Io fui colta alla sprovvista e rimasi di stucco mentre lei sembrò infervorata: «Samuele mi dice tutto», continuò sorridendo lascivamente, «vuole solo divertirsi con te, una volta che ti sarai concessa sparirà. È garantito».
«E perché mai dovrei crederti?», le domandai mascherando la mia angoscia, visto che ero a conoscenza del tempo che loro due passavano insieme.
«Fa così con tutte», rispose facendo spallucce, «perché mai dovrebbe cambiare per te? Se ne approfitta perché non hai mai avuto un ragazzo».
«E tu che diavolo ne sai?».
«Per prima cosa si vede da come ti vesti», spostò lo sguardo sulla lampo della mia tuta tirata su fino al collo, «secondo le voci in palestra corrono».
«Sei solo gelosa perché adesso dovrai dividerlo con me», cercai di dire con la voce più ferma che potei.
«Ascolta queste parole Giusy: per Samuele c'è stata solo una ragazza e il suo nome è Alice, tutte le altre sono state delle sue brutte copie che ha cercato di usare per dimenticarla. Da allora sono passati cinque anni quindi...».
Non riuscì a finire la frase perché io risposi d'impeto: «non sarà così per sempre».
«E comunque devo dargli atto che ha fatto una buona scelta questa volta, tu me la ricordi molto», disse spalancando gli occhi per osservarmi meglio.
«Chi?».
«Alice!».
A quel punto si accorse che Samuele stava tornando e cominciò di nuovo a tremare e ad emettere respiri profondi senza riuscire a nascondere un lieve sorriso.
«Ti ho preso del the alla pesca», disse lui porgendole una lattina, «l'hostess mi ha detto che ti servono un po' di zuccheri».
«Grazie Samu, sei un a-m-o-r-e», esclamò lei scandendo ogni lettera in modo sensuale.
Lui si rimise seduto ma, la seconda mossa di Sveva, non si fece attendere: «posso poggiare la testa sulla tua spalla? Mi gira e ho paura di svenire», disse con un tono di voce forzatamente alto per infastidirmi.

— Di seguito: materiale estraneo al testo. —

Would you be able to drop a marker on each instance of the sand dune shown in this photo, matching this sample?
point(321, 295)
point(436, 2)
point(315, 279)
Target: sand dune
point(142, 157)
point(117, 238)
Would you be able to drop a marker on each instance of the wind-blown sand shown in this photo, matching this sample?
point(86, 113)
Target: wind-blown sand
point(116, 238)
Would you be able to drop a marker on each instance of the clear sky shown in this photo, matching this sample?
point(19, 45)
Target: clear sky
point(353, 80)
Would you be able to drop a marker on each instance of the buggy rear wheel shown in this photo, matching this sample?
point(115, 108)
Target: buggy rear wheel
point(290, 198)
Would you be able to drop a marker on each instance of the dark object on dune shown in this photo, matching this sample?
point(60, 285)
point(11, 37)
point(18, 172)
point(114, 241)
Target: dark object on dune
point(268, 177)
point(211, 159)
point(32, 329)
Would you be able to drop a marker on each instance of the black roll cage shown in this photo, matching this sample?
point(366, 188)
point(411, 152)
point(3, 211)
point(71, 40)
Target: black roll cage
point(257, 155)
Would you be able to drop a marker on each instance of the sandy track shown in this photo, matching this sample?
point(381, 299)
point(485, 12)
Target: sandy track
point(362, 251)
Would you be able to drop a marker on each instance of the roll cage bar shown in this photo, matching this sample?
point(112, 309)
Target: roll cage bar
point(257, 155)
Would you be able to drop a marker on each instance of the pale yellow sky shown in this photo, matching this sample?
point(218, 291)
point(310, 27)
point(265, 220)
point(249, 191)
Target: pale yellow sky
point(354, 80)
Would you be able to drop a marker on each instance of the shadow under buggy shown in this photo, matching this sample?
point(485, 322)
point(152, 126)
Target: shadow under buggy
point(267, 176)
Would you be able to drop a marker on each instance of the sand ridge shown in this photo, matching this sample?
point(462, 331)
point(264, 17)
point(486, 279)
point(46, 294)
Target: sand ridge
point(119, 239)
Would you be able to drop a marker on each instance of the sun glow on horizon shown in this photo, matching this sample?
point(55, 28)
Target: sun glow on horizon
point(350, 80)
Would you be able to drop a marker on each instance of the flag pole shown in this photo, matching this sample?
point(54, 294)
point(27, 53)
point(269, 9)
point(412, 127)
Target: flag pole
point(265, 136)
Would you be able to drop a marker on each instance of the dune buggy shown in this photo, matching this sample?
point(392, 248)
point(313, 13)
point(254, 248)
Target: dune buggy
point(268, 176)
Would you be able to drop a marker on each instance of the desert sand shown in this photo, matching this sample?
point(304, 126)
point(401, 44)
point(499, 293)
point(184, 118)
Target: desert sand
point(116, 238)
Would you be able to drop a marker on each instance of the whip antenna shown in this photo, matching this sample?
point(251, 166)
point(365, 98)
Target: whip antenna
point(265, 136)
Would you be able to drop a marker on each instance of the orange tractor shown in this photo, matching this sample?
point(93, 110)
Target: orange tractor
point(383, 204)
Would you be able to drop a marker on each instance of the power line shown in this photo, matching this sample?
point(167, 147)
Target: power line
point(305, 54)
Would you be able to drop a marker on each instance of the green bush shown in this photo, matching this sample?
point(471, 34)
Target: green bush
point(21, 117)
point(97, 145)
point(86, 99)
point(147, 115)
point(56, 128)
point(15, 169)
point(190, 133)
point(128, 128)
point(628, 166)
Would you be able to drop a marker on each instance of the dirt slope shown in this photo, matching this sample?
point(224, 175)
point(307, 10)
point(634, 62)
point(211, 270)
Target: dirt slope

«Mhm...ok», rispose lui. Lei non perse tempo, si sciolse i voluminosi capelli rossi e gli si buttò addosso chiudendo gli occhi e, ci avrei scommesso, facendo finta di dormire.
Samuele si girò confuso verso di me, io lo fulminai con uno sguardo mentre lui tentò di rimettersi la cuffietta e continuare a vedere il film insieme a me.
«Non mi va più», sbottai tirando via l'auricolare e spegnendo il monitor.
A quel punto dalla mia borsa estrassi il libro che mi aveva regalato Giorgio, lui colse la frecciatina e si mise a sentire la musica dall'Ipod. Sveva era immobile con gli chiusi, ma ero sicura di aver colto un sorriso sulle sue labbra.
Sfogliai senza interesse il libro di poesie con la dannata voglia difuggire, peccato che il viaggio era ancora lunghissimo.